El inicio de operaciones bursátiles en España se ha planificado para el último trimestre del año. La cotización principal se mantendrá en Sidney (Australia).
De esta forma la compañía da un paso más para financiar sus operaciones en España, centradas en la zona norte de la provincia de Jaén.
"Nos mantenemos en el camino para convertirnos en el primer productor de la UE de monacita portadora de tierras raras, minerales de titanio y minerales de circonio", ha dicho el CEO, Anthony Hall.
A mediados de julio la compañía prevé tener resultados de los últimos sondeos realizados. Antes de octubre dispondrá además de la estimación inicial del recurso mineral disponible y un estudio de alcance.
En septiembre y octubre, una vez finalizada la época de máximo riesgo de incendios, comenzará además el segundo programa de sondeos con trece nuevos pozos.
La actualización final de la estimación de recursos concluirá en diciembre. La minera utilizará estos datos geológicos para redactar un estudio final de proyecto que estará listo a principios de 2027.
Son hitos con los que Osmond pretende animar a inversores españoles a participar en el Proyecto Orión de minerales críticos.

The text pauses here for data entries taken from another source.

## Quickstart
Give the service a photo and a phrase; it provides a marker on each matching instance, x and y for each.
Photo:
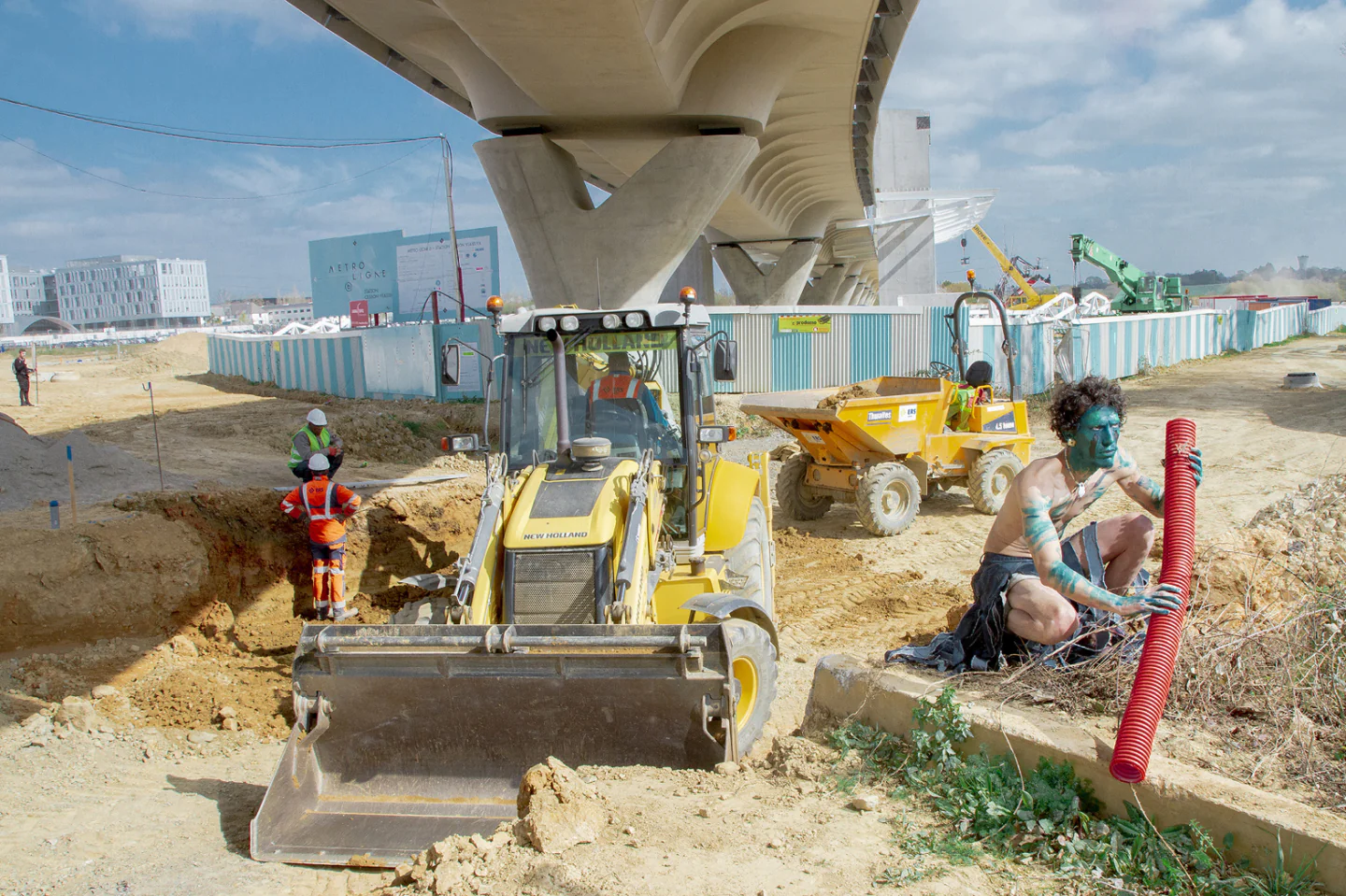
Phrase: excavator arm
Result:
(1122, 272)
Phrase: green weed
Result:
(1049, 814)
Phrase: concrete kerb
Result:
(1174, 792)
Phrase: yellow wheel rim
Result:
(746, 678)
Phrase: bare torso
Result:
(1067, 497)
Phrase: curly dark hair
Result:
(1074, 398)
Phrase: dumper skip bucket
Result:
(406, 734)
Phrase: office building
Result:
(134, 292)
(6, 296)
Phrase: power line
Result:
(179, 195)
(219, 136)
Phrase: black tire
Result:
(887, 498)
(750, 646)
(752, 560)
(990, 479)
(797, 499)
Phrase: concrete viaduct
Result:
(737, 127)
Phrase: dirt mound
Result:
(34, 470)
(182, 354)
(836, 398)
(193, 603)
(727, 412)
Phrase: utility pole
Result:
(452, 229)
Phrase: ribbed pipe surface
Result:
(1155, 673)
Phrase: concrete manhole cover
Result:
(1302, 381)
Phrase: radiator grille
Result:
(553, 587)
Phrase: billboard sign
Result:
(394, 275)
(358, 312)
(425, 265)
(361, 268)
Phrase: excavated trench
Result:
(193, 602)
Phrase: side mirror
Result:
(450, 364)
(461, 444)
(725, 363)
(715, 434)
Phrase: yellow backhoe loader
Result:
(615, 605)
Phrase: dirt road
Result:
(140, 809)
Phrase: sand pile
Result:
(185, 352)
(847, 394)
(36, 470)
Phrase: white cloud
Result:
(178, 19)
(1178, 135)
(52, 214)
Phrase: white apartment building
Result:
(134, 292)
(26, 291)
(281, 315)
(6, 295)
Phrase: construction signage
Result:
(804, 323)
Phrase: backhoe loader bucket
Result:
(406, 734)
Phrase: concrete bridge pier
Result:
(632, 244)
(779, 284)
(824, 288)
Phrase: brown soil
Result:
(190, 603)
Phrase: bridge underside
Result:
(615, 82)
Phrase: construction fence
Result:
(800, 348)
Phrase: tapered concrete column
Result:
(779, 284)
(823, 290)
(630, 244)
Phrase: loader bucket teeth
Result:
(410, 733)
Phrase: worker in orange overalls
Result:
(327, 506)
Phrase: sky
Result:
(1180, 134)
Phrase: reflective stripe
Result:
(327, 502)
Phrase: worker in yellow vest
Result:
(314, 439)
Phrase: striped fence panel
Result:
(1278, 324)
(1325, 320)
(872, 339)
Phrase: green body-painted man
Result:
(1050, 580)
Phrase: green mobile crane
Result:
(1138, 291)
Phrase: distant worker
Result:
(21, 372)
(327, 506)
(314, 439)
(623, 385)
(976, 391)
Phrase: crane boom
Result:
(1138, 291)
(1031, 296)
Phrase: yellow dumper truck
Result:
(886, 443)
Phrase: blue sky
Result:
(1182, 134)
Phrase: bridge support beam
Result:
(779, 284)
(824, 288)
(629, 245)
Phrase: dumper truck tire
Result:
(887, 498)
(990, 479)
(752, 666)
(797, 499)
(750, 562)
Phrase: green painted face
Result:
(1095, 440)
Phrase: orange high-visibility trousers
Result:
(329, 571)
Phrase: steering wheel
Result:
(942, 370)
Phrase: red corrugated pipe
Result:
(1155, 673)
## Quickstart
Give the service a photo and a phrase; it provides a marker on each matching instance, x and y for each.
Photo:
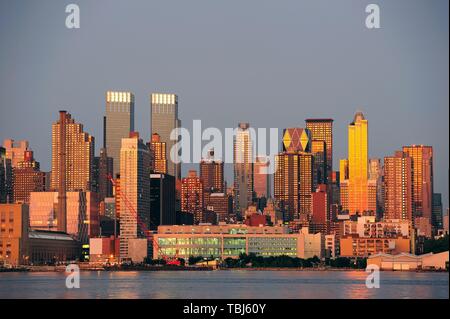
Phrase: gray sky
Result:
(272, 63)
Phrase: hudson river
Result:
(225, 284)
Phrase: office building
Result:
(119, 122)
(27, 178)
(243, 168)
(398, 187)
(322, 130)
(158, 153)
(162, 200)
(211, 173)
(78, 154)
(164, 119)
(192, 195)
(134, 191)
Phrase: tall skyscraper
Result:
(398, 187)
(422, 162)
(192, 196)
(134, 191)
(293, 183)
(211, 173)
(119, 123)
(376, 176)
(164, 119)
(322, 130)
(15, 150)
(358, 191)
(243, 168)
(162, 200)
(158, 152)
(261, 177)
(6, 178)
(318, 150)
(437, 214)
(102, 171)
(27, 178)
(78, 153)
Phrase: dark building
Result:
(162, 200)
(102, 170)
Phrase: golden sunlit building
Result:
(358, 195)
(79, 154)
(158, 153)
(192, 196)
(422, 177)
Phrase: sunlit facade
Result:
(79, 156)
(119, 123)
(164, 119)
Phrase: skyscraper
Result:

Los terrenos de la investigación abarcan los municipios jienenses de Aldeaquemada, Santisteban del Puerto, Castellar y Montizón.
Ya están confirmados hallazgos relevantes de monacita con elementos de tierras raras, circón y rutilo-ilmenita en una zona, hasta el momento, de alta ley de 11,47 kilómetros.
Esos minerales se usan para fabricar imanes permanentes, baterías y componentes tecnológicos, claves para la transición energética en Europa.
Dos terceras partes de las tierras raras están ahora controladas por China, por lo que Orión tiene relevancia en la soberanía estratégica en la UE.
La minera australiana tiene ya una alianza con la española Técnicas Reunidas, que tendrá redactado el estudio de prefactibilidad de la planta de tratamiento antes de octubre.
La construcción del complejo industrial requerirá una inversión de entre 200 y 300 millones de euros para procesar dos millones de toneladas anuales de material bruto en su fase inicial.
La planta aplicará tecnología propia patentada. El diseño modular de la infraestructura facilitará el crecimiento de la capacidad según las necesidades del mercado.
El equipo humano de la filial española trabaja entre las oficinas de Madrid y la provincia de Jaén. La plantilla incluye tres geólogos, dos ingenieros de minas, un metalúrgico, un gerente ambiental, un responsable de comunicación y dos financieros.
La dirección aplica una política de contratación con prioridad absoluta para los proveedores jienenses. No obstante, si no encuentra lo que busca en proximidad, recurrirá al mercado español.